Wegen seiner mangelnden Deutschkenntnisse war der heute 32-Jährige zunächst wenig zuversichtlich, im Paketzentrum Karriere zu machen: "Ich dachte, ich bleibe einfach immer nur Mitarbeiter." Doch er irrte sich: Zunächst stieg Al Kadri zum Gruppenführer auf, vor zwei Jahren wurde er Aufseher über die anderen Mitarbeiter. Die Männer, die die Pakete auf die Rollbänder legen, sind nun ihm unterstellt. Ihr Verhältnis ist dennoch weiterhin kollegial, das merkt man beim Rundgang durch die Halle. Al Kadri scherzt mit ihnen, sie lachen, als er für Fotos vor den Paketen posiert.

300 bis 350 Menschen arbeiten laut Al Kadri täglich in der riesigen Halle, aufgeteilt in Tag- und Nachtschicht. Al Kadri selbst muss sie beaufsichtigen, das Personal an die verschiedenen Stationen aufteilen und auf die Pausen achten. Auch Störungen behebt er, um für einen reibungslosen Ablauf zu sorgen.

Heute hat der gebürtige Syrer in der großen Pakethalle die Arbeit seiner Kollegen im Blick. (Foto: Sebastian Gabriel)
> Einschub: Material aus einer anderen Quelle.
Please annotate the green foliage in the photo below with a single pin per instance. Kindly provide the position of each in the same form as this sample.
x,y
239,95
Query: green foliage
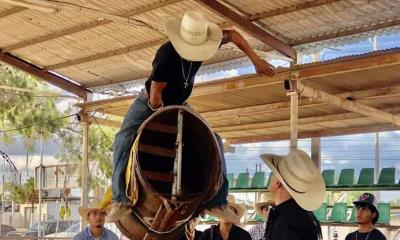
x,y
21,194
21,109
100,152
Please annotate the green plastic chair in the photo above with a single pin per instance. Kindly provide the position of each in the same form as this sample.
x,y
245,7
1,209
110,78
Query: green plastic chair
x,y
269,180
384,213
230,178
258,180
320,213
366,177
346,177
352,218
256,218
339,213
242,180
386,178
329,177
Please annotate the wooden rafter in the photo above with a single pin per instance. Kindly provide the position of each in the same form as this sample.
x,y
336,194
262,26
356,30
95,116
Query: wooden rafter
x,y
290,9
250,27
305,103
45,75
12,11
302,121
320,133
347,104
105,55
373,26
84,26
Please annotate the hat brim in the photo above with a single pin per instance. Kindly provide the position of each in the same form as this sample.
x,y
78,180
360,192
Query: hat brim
x,y
258,207
309,200
83,212
191,52
357,203
227,214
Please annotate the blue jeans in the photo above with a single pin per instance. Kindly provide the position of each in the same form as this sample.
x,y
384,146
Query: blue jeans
x,y
137,114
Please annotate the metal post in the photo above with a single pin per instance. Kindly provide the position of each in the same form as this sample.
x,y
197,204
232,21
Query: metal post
x,y
177,186
316,151
294,111
377,160
39,216
84,166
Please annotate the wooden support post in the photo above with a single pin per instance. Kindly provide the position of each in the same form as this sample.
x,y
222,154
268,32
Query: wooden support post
x,y
84,164
316,151
347,104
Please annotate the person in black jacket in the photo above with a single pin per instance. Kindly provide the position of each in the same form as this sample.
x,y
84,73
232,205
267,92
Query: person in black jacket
x,y
367,215
298,188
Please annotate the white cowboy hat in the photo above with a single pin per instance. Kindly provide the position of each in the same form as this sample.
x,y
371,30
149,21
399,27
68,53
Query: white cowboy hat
x,y
266,199
193,37
95,204
226,213
300,177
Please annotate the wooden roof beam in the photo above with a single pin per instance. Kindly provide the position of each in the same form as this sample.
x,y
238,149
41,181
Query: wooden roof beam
x,y
290,9
105,55
250,27
302,121
347,104
84,26
12,11
321,133
305,103
36,71
373,26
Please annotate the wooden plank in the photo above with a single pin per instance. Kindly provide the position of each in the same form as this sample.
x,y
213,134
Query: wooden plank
x,y
157,176
105,122
305,103
290,9
250,27
160,151
161,127
85,26
321,133
347,104
12,11
45,75
346,32
302,121
54,35
108,54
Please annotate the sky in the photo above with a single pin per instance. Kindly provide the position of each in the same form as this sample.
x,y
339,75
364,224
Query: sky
x,y
352,151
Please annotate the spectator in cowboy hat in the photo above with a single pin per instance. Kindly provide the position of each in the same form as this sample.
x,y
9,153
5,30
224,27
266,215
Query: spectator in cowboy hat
x,y
227,229
367,215
262,208
95,216
192,40
298,188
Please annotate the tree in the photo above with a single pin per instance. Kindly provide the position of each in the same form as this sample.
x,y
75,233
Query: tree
x,y
21,193
30,115
100,152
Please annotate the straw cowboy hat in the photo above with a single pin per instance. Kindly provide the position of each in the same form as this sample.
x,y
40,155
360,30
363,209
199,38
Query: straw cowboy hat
x,y
95,204
226,213
266,200
193,37
300,177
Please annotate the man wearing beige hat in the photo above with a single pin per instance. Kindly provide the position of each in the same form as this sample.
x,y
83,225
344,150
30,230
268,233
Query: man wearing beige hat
x,y
262,208
95,216
298,189
192,40
228,228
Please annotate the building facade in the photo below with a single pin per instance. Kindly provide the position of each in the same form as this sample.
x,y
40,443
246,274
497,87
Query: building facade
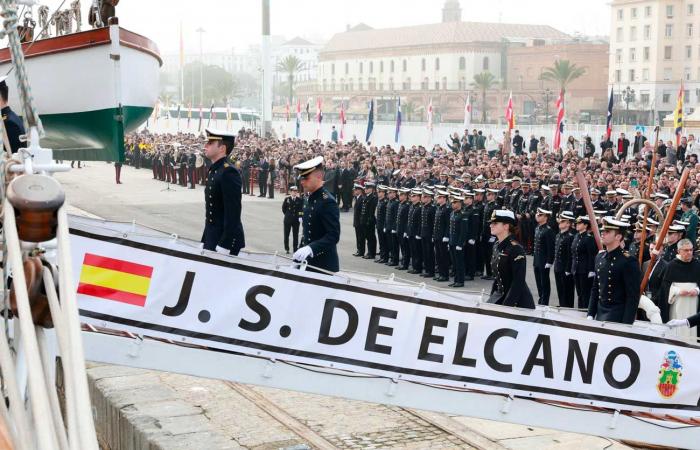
x,y
654,44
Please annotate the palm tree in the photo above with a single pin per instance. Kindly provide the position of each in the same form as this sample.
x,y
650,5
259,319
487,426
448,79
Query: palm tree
x,y
563,73
483,81
290,65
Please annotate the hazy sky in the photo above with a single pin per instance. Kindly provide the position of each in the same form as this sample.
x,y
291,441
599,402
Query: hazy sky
x,y
237,23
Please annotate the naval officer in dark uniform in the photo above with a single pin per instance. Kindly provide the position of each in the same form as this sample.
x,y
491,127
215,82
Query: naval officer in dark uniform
x,y
223,230
321,222
615,292
13,124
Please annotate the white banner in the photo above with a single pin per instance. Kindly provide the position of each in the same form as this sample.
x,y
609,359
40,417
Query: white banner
x,y
162,287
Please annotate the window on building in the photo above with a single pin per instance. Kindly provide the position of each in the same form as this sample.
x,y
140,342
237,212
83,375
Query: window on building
x,y
668,73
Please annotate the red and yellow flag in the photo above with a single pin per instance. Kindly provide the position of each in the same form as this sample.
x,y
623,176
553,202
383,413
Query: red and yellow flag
x,y
115,279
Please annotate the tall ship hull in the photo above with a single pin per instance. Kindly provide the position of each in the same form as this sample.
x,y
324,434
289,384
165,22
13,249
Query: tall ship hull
x,y
90,88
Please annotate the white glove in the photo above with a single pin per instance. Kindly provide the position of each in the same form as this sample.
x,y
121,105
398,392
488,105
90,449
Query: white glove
x,y
677,323
302,254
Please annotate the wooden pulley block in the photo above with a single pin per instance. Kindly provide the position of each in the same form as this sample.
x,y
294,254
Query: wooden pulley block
x,y
38,302
36,199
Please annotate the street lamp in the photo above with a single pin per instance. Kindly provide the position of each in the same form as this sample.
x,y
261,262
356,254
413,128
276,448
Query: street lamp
x,y
628,97
201,32
547,94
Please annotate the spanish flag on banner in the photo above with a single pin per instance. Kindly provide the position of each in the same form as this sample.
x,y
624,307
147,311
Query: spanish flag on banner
x,y
115,279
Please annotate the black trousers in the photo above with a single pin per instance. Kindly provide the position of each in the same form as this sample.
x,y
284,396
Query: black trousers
x,y
565,289
583,289
428,256
470,259
292,226
458,258
442,254
543,285
360,239
371,240
416,254
405,251
487,251
393,241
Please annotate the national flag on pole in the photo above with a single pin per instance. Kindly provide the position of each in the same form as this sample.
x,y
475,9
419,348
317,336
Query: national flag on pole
x,y
115,279
678,115
468,112
608,130
397,135
510,113
370,121
319,117
560,121
430,115
342,121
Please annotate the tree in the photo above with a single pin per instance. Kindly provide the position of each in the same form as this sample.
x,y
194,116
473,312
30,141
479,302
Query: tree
x,y
483,82
290,65
563,73
218,84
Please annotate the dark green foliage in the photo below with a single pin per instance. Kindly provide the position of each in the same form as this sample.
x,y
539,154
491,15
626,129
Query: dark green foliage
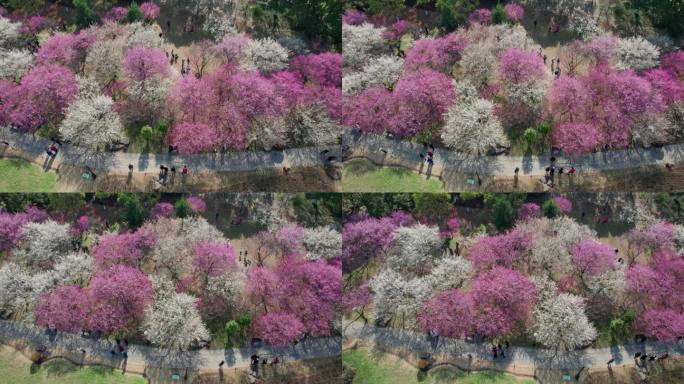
x,y
550,209
183,208
134,13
Damit trägt der ehemalige Flüchtling keine geringe Verantwortung: Das Aschheimer Paketzentrum ist eines der größten in Deutschland mit einem der höchsten Durchgänge an Paketen. Rund 400 000 Pakete werden hier innerhalb von 24 Stunden bearbeitet, zu Spitzenzeiten wie beispielsweise vor Weihnachten sind es noch mehr. Al Kadri ist nach eigenen Worten stolz, mithelfen zu können, dass so viele Menschen ihre Pakete erhalten. Dass er in Aschheim noch weiter aufsteigen kann, davon ist er inzwischen überzeugt: Sein Ziel ist es, eines Tages Schichtleiter zu werden.